I will teach English and Math when I grow up (hopefully next year)- or maybe I'll teach my kids without growing up. But I know what kid of teacher I want to be. I want my kids to want to come to class because they can't wait to see what we're going to do that day. I want them to feel like they learned something even if they tried their hardest to hate the subject that we're learning. I want my students to read and write, but I also want them to discuss, learn from each other, build things and ideas and take them apart again until they know how things work and understand what they're thinking. I don't want my students to write a blog 20 years from now and be the teacher whose name and class they couldn't even remember.

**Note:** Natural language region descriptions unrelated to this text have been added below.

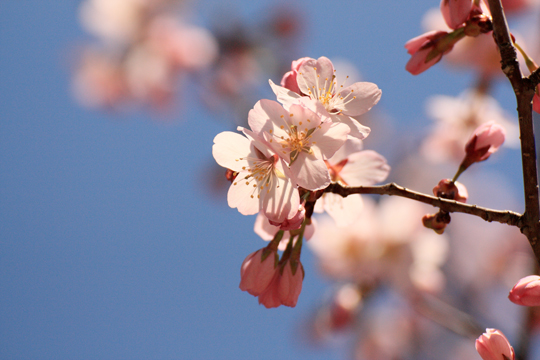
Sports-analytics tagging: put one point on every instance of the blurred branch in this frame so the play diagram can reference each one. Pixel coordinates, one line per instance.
(505, 217)
(524, 90)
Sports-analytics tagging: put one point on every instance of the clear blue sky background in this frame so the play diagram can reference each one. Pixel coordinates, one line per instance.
(111, 247)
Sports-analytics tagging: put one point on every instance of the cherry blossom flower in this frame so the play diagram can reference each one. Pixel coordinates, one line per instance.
(526, 292)
(378, 246)
(257, 271)
(316, 80)
(263, 182)
(493, 345)
(267, 231)
(301, 138)
(357, 168)
(285, 286)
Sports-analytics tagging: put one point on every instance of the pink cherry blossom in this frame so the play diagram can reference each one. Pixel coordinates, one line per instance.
(486, 140)
(301, 138)
(285, 286)
(316, 80)
(264, 182)
(359, 168)
(289, 79)
(526, 292)
(425, 52)
(258, 270)
(267, 231)
(493, 345)
(456, 118)
(455, 12)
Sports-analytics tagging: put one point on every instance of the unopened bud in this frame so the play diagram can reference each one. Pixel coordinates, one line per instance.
(452, 190)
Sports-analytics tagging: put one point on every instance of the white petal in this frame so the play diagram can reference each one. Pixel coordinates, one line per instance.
(264, 115)
(229, 147)
(358, 130)
(314, 75)
(359, 98)
(281, 200)
(330, 138)
(365, 168)
(243, 196)
(285, 96)
(311, 173)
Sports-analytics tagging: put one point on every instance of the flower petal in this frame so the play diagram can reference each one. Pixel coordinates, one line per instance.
(358, 98)
(365, 168)
(229, 147)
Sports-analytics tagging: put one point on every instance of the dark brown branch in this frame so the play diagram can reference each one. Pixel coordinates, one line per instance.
(524, 90)
(505, 217)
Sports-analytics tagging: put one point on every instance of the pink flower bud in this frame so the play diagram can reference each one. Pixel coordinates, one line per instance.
(526, 292)
(452, 190)
(493, 345)
(455, 12)
(257, 271)
(486, 139)
(285, 286)
(437, 222)
(536, 102)
(427, 49)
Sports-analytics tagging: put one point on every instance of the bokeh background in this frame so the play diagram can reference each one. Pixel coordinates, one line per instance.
(114, 241)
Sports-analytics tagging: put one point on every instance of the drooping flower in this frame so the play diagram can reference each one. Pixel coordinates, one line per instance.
(264, 182)
(285, 286)
(257, 271)
(526, 292)
(493, 345)
(300, 137)
(316, 80)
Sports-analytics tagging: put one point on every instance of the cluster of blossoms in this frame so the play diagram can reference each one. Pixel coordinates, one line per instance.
(294, 149)
(143, 48)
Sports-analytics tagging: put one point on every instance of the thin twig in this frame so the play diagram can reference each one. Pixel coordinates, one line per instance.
(524, 90)
(505, 217)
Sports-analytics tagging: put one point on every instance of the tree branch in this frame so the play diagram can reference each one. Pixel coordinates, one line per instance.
(524, 90)
(504, 217)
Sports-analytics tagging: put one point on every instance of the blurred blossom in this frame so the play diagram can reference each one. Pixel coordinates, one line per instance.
(526, 292)
(493, 345)
(379, 247)
(456, 119)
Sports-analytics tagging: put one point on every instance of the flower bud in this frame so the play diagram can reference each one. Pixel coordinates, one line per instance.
(526, 292)
(455, 12)
(485, 140)
(437, 222)
(257, 271)
(427, 49)
(452, 190)
(493, 345)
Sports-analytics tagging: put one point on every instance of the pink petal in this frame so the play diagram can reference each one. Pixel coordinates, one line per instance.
(359, 98)
(365, 168)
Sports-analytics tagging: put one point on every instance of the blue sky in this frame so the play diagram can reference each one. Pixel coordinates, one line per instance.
(112, 246)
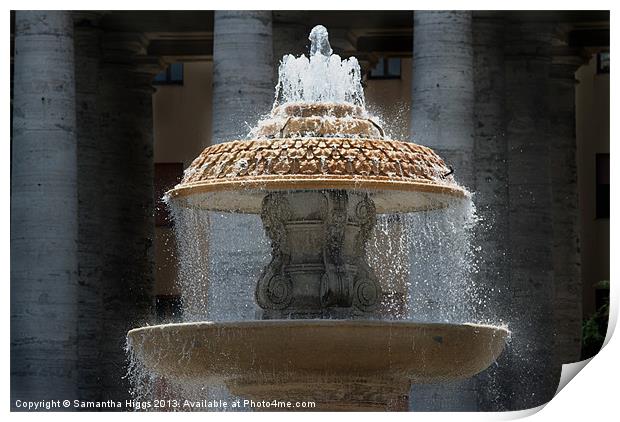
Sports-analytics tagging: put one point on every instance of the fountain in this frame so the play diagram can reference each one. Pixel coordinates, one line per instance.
(318, 171)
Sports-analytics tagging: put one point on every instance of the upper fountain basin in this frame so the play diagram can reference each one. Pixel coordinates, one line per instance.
(317, 146)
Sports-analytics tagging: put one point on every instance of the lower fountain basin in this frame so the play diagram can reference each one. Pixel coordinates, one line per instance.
(339, 363)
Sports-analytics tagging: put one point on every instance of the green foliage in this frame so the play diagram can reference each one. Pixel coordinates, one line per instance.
(594, 328)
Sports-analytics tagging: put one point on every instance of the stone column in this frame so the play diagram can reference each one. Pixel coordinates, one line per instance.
(565, 205)
(534, 375)
(289, 38)
(243, 89)
(91, 262)
(443, 88)
(490, 155)
(125, 154)
(442, 118)
(44, 228)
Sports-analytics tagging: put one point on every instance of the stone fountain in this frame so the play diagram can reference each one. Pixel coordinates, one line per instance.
(318, 171)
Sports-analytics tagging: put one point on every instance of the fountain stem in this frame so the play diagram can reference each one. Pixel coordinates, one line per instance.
(318, 267)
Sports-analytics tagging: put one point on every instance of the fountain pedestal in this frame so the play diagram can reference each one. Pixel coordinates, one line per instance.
(318, 267)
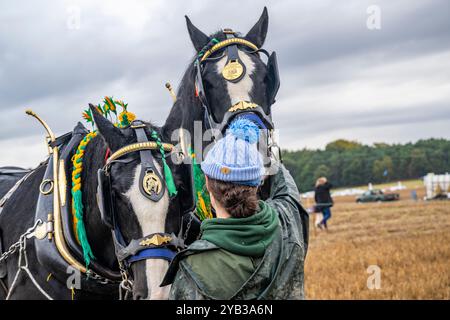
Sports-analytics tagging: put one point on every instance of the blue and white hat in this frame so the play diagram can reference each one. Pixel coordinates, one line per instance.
(235, 158)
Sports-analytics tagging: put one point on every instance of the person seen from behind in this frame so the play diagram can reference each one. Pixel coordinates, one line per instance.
(324, 201)
(252, 249)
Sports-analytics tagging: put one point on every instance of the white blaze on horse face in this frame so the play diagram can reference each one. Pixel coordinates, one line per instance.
(239, 91)
(152, 219)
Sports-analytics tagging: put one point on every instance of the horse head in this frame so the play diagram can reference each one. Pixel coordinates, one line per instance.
(136, 204)
(228, 78)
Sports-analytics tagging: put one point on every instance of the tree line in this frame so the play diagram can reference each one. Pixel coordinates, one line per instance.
(350, 163)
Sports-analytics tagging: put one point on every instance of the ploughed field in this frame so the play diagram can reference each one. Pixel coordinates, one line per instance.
(408, 240)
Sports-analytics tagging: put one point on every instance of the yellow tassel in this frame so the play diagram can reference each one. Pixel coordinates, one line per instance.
(76, 170)
(73, 293)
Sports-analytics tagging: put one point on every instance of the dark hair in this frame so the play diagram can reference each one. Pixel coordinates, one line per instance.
(240, 201)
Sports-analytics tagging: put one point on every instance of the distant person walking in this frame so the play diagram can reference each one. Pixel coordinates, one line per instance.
(323, 200)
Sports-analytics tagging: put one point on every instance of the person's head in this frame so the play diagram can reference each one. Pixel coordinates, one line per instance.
(234, 169)
(321, 181)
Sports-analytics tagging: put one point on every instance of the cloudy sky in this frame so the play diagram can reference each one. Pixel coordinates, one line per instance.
(372, 71)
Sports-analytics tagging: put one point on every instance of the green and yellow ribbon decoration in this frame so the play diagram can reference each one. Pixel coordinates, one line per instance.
(77, 198)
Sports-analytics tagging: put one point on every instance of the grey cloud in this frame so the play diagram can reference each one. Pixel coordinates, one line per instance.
(321, 45)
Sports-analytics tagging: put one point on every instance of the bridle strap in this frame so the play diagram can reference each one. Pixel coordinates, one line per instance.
(148, 145)
(226, 43)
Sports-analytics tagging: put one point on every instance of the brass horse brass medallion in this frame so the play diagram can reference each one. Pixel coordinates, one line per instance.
(151, 183)
(156, 240)
(233, 70)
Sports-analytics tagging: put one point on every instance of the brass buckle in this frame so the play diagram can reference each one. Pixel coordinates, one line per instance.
(138, 126)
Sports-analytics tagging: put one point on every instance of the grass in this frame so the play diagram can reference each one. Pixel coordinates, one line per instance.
(409, 241)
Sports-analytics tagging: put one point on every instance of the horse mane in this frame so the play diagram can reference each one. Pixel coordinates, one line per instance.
(187, 108)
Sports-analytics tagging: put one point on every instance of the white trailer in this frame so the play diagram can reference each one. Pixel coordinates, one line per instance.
(437, 185)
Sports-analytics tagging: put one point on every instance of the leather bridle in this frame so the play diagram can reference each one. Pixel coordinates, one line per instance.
(159, 245)
(255, 111)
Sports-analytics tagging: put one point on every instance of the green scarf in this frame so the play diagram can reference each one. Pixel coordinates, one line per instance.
(248, 236)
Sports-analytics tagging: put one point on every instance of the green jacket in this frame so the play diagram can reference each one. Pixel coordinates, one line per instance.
(206, 271)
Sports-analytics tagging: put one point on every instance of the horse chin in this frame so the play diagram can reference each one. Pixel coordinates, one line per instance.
(147, 276)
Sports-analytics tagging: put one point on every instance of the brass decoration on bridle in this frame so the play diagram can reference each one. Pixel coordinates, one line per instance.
(156, 240)
(151, 183)
(233, 70)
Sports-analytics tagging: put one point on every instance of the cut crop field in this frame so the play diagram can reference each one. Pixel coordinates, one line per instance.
(408, 240)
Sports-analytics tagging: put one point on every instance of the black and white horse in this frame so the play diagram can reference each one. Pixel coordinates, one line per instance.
(137, 217)
(258, 85)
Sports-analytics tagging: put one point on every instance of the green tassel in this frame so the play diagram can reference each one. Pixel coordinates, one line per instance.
(169, 180)
(81, 231)
(200, 189)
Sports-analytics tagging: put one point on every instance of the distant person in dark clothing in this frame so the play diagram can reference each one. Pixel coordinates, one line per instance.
(323, 200)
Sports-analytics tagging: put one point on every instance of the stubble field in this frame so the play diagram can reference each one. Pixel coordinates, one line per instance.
(408, 240)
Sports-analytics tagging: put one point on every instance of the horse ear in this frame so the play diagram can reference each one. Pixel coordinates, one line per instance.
(111, 134)
(198, 38)
(257, 34)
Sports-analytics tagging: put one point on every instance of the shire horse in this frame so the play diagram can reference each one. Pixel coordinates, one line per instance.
(227, 78)
(137, 218)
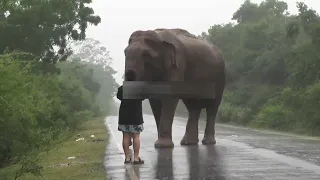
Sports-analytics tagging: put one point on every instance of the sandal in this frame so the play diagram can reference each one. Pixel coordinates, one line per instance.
(126, 162)
(140, 161)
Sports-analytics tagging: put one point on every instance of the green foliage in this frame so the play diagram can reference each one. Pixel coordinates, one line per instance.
(35, 109)
(38, 26)
(44, 92)
(272, 61)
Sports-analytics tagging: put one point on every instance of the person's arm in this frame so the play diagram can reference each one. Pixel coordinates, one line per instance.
(119, 93)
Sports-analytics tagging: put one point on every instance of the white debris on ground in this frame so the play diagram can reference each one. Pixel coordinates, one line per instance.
(80, 139)
(234, 136)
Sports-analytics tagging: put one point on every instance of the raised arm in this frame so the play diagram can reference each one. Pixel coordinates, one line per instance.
(119, 93)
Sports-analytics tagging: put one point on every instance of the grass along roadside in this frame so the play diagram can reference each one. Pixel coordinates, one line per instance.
(88, 154)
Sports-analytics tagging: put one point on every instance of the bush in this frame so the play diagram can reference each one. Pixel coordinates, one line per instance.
(35, 109)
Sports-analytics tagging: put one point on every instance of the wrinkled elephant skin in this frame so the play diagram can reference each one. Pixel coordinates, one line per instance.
(176, 55)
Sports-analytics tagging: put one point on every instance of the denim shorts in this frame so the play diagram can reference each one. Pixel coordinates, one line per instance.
(130, 128)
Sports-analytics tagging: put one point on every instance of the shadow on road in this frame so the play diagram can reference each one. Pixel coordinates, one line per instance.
(164, 166)
(204, 162)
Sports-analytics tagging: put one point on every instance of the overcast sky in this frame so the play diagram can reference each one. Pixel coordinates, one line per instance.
(121, 17)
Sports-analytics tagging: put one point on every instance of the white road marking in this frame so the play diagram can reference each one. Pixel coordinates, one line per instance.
(295, 162)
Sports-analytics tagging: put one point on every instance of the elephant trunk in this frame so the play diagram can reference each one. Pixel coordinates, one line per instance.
(130, 74)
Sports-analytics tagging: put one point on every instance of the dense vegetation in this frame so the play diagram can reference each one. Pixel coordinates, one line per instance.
(273, 65)
(45, 89)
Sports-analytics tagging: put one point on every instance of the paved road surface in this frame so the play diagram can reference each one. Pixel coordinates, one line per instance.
(240, 154)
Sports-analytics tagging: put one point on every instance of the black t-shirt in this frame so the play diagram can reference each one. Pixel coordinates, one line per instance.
(130, 111)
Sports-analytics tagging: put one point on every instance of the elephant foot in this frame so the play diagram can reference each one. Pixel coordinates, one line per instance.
(209, 140)
(164, 143)
(189, 141)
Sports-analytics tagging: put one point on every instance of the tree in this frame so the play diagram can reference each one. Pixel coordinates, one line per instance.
(37, 27)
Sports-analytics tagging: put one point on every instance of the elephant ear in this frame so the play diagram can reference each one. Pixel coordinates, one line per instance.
(169, 42)
(170, 54)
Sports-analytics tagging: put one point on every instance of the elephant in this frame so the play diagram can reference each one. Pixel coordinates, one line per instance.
(172, 55)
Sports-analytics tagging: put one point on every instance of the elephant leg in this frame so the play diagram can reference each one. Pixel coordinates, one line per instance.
(209, 133)
(165, 127)
(156, 109)
(191, 134)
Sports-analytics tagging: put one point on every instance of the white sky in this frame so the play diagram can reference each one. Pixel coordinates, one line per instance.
(121, 17)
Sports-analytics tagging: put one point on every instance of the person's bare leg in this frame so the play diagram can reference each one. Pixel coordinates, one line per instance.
(130, 142)
(136, 146)
(126, 138)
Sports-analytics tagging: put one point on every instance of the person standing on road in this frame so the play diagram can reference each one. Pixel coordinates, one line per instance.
(131, 125)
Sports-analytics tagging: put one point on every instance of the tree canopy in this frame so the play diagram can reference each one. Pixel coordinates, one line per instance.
(46, 88)
(272, 60)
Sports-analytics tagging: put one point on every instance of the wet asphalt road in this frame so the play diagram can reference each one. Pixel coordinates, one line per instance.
(240, 154)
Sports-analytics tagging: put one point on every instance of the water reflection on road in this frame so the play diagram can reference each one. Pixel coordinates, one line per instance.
(234, 157)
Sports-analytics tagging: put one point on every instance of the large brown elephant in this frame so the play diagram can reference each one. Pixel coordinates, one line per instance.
(177, 55)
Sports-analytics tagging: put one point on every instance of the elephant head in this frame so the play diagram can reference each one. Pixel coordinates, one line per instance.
(149, 56)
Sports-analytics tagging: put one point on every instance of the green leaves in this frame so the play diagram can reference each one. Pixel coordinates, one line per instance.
(273, 63)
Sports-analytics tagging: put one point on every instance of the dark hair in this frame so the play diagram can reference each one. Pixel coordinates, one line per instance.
(130, 76)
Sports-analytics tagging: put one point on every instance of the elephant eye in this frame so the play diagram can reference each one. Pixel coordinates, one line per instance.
(146, 56)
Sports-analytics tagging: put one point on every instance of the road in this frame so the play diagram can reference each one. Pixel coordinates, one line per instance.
(240, 154)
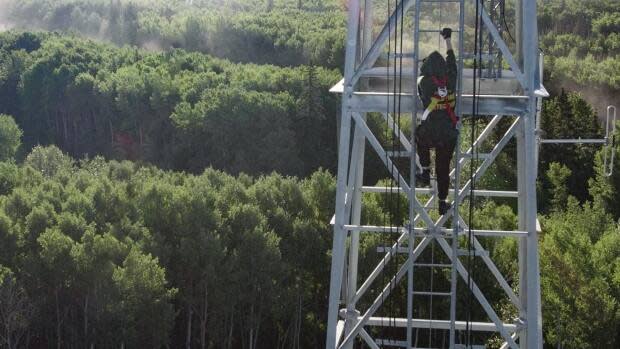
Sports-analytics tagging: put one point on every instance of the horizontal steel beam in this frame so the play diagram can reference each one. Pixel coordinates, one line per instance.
(439, 324)
(428, 191)
(574, 141)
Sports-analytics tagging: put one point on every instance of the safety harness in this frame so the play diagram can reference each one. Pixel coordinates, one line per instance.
(442, 99)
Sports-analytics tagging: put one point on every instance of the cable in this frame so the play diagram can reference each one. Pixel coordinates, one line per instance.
(474, 118)
(502, 11)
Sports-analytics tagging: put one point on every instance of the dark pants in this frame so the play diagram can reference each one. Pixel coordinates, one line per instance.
(443, 156)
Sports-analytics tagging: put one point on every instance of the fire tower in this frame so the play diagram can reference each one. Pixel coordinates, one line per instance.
(384, 46)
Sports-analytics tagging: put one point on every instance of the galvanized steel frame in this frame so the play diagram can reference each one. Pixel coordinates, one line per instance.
(361, 56)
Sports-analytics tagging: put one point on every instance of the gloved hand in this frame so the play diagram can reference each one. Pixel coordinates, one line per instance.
(446, 33)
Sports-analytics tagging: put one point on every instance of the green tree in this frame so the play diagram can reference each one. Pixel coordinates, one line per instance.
(10, 137)
(144, 301)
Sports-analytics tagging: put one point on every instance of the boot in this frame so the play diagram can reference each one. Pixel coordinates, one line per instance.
(443, 207)
(423, 179)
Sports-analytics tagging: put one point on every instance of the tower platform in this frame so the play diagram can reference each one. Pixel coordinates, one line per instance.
(499, 96)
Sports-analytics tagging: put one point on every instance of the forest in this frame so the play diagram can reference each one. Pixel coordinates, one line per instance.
(167, 174)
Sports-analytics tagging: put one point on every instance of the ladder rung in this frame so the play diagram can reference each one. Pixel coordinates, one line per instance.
(427, 293)
(404, 55)
(475, 253)
(434, 30)
(432, 265)
(400, 154)
(479, 155)
(384, 249)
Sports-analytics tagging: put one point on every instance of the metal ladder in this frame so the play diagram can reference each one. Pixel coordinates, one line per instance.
(411, 292)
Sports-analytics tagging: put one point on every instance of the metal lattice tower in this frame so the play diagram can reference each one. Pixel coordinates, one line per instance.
(507, 94)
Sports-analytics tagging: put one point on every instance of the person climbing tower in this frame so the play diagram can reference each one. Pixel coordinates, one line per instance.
(438, 124)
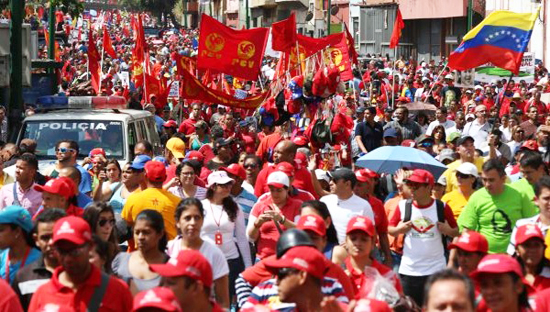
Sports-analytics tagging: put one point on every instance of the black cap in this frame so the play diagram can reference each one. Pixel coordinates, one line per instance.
(463, 139)
(292, 238)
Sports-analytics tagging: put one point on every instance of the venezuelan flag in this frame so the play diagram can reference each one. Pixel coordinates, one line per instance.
(501, 38)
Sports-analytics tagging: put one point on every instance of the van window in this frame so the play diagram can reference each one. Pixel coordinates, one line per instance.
(132, 138)
(89, 134)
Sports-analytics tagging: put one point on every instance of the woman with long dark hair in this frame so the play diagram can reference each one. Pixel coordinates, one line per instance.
(16, 242)
(224, 225)
(190, 216)
(150, 239)
(101, 218)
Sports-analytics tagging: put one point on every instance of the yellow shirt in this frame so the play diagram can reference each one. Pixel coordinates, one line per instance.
(456, 200)
(450, 173)
(155, 199)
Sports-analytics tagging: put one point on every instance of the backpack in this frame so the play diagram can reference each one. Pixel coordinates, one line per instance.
(320, 132)
(440, 206)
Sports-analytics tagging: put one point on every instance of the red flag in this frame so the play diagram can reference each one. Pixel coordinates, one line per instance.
(108, 44)
(396, 34)
(185, 63)
(93, 62)
(193, 89)
(351, 46)
(284, 34)
(235, 52)
(338, 54)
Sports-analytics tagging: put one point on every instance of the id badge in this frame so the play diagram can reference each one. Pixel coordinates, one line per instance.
(218, 238)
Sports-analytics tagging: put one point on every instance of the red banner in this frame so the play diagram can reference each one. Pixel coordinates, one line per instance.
(284, 34)
(234, 52)
(193, 89)
(93, 62)
(108, 44)
(338, 55)
(185, 63)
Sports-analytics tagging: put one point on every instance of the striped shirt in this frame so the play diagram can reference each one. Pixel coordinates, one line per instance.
(267, 293)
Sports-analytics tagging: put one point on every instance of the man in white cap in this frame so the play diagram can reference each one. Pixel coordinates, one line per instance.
(449, 92)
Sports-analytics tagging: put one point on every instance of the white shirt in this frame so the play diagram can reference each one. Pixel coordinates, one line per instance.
(423, 252)
(341, 211)
(216, 220)
(533, 220)
(212, 253)
(447, 124)
(478, 131)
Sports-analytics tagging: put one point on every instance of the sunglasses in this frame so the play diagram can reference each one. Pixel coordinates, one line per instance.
(226, 185)
(285, 272)
(102, 222)
(65, 150)
(75, 252)
(463, 176)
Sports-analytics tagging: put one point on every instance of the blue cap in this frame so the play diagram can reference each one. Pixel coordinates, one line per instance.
(139, 162)
(390, 133)
(17, 215)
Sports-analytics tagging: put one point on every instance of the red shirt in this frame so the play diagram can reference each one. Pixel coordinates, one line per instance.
(380, 218)
(116, 298)
(268, 233)
(361, 282)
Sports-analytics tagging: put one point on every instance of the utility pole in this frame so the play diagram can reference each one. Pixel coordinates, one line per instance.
(185, 13)
(16, 69)
(328, 17)
(247, 14)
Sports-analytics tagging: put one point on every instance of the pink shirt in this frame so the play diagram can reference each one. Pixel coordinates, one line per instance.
(30, 199)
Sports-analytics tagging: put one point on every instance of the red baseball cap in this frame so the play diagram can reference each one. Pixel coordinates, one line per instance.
(365, 175)
(97, 151)
(528, 231)
(236, 170)
(303, 258)
(497, 263)
(421, 176)
(170, 124)
(159, 297)
(195, 155)
(63, 186)
(72, 229)
(312, 223)
(285, 167)
(360, 223)
(190, 263)
(471, 241)
(531, 145)
(155, 171)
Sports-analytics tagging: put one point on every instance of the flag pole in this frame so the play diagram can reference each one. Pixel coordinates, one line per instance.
(392, 106)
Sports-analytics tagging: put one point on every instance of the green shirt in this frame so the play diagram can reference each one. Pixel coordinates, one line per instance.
(524, 187)
(495, 216)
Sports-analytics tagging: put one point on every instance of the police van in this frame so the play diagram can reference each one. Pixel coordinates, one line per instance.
(91, 121)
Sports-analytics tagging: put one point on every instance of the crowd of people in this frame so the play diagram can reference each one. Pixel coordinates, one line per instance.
(245, 210)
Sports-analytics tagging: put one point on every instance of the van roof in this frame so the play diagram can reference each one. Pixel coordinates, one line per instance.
(96, 114)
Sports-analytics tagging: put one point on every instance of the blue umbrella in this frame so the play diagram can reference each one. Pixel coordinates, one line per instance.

What a great picture of Cullie! My "Cullie" was "Ms. LeBaron," my AP European History teacher who also taught me how to teach. She understood the importance of activity and context as well. In her class, we did everything, from painting the Sistine Chapel to moving little plastic army guys across a life-size map of Europe that she had created. Yes, even GREAT books can fall flat when all you do is read the book and write an essay. What Ms. LeBaron taught me was that variety is important in teaching...maybe writing an essay is good sometimes, but it is better in the context of putting the character on trial, or holding a debate, and so forth. For instance, in "To Kill a Mockingbird," students could write an argumentative essay on whether Tom Robinson should be convicted from the perspective of different characters. Still an argumentative essay, but more interesting than just repeatedly writing essays with no voice and no audience other than the teacher.
ReplyDeleteSpeaking of Scope, are you familiar with the mathematical version of it? Looks like this month's version addresses the "math of minecraft." A few months ago it was Justin Bieber. Who knew mathematics could be Bieberized? Or Bieber could be mathematicized? Either way, another good way to make the "context" more engaging could be to incorporate popular culture into the classroom.